Bitcoin Security Checklist
New holders do not need fifty tricks. They need the right order: move coins off exchanges, use a real signing device, make a durable backup, test recovery, secure the accounts around the wallet, reduce privacy leaks, and write down enough for future recovery.
| Order | Do this | Plain-English test |
|---|---|---|
| Step 1 | Move coins off exchanges | Withdraw a small test amount first. Verify the receive address on your hardware wallet screen, then move larger amounts only after the test confirms. |
| Step 2 | Set up a real signing device | Use a Bitcoin-only hardware wallet with its own screen, offline signing, open standards, and no remote PIN server dependency. |
| Step 3 | Back up the seed on metal | Stamp two durable copies. Store them in separate places. No photos, no notes apps, no cloud copies. |
| Step 4 | Prove recovery works | Wipe and restore before serious funding.

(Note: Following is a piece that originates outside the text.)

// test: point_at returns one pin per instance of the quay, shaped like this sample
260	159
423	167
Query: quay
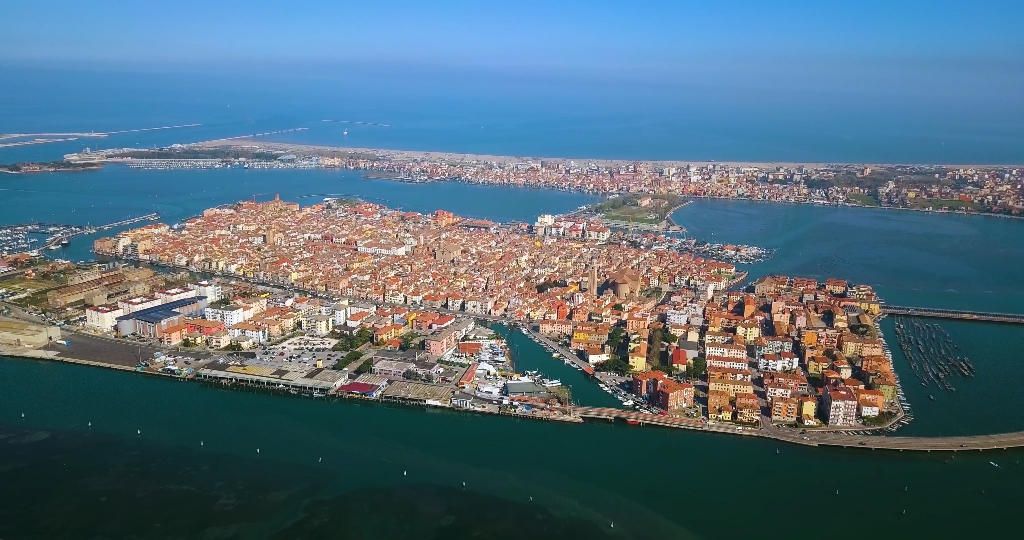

Check the same XFP and receive addresses after the restore. |
| Step 5 | Lock down email and devices | Use a password manager, security key or passkey, full-disk encryption, software updates, and fewer browser extensions. |
| Step 6 | Protect privacy | Use fresh addresses, label coins, avoid careless coin merges, reduce KYC exposure, and keep your home address off easy lookup sites. |
| Step 7 | Plan for loss and death | Write a recovery kit. Include XFP, derivation path, descriptor, wallet app, test date, and who to call. |
| Step 8 | Review once a year | Check backups, recovery notes, device firmware, account security, heirs, and storage locations. Fix changes while you remember them. |
The order matters
Do not start with multisig, coinjoin, or a clever passphrase if you have not tested a basic restore. Most bitcoin losses are not elite attacks. They are bad backups, confused heirs, phishing, reused passwords, cloud photos, and addresses signed without checking the device screen.
Get boring first. Then add complexity only when it removes a real risk.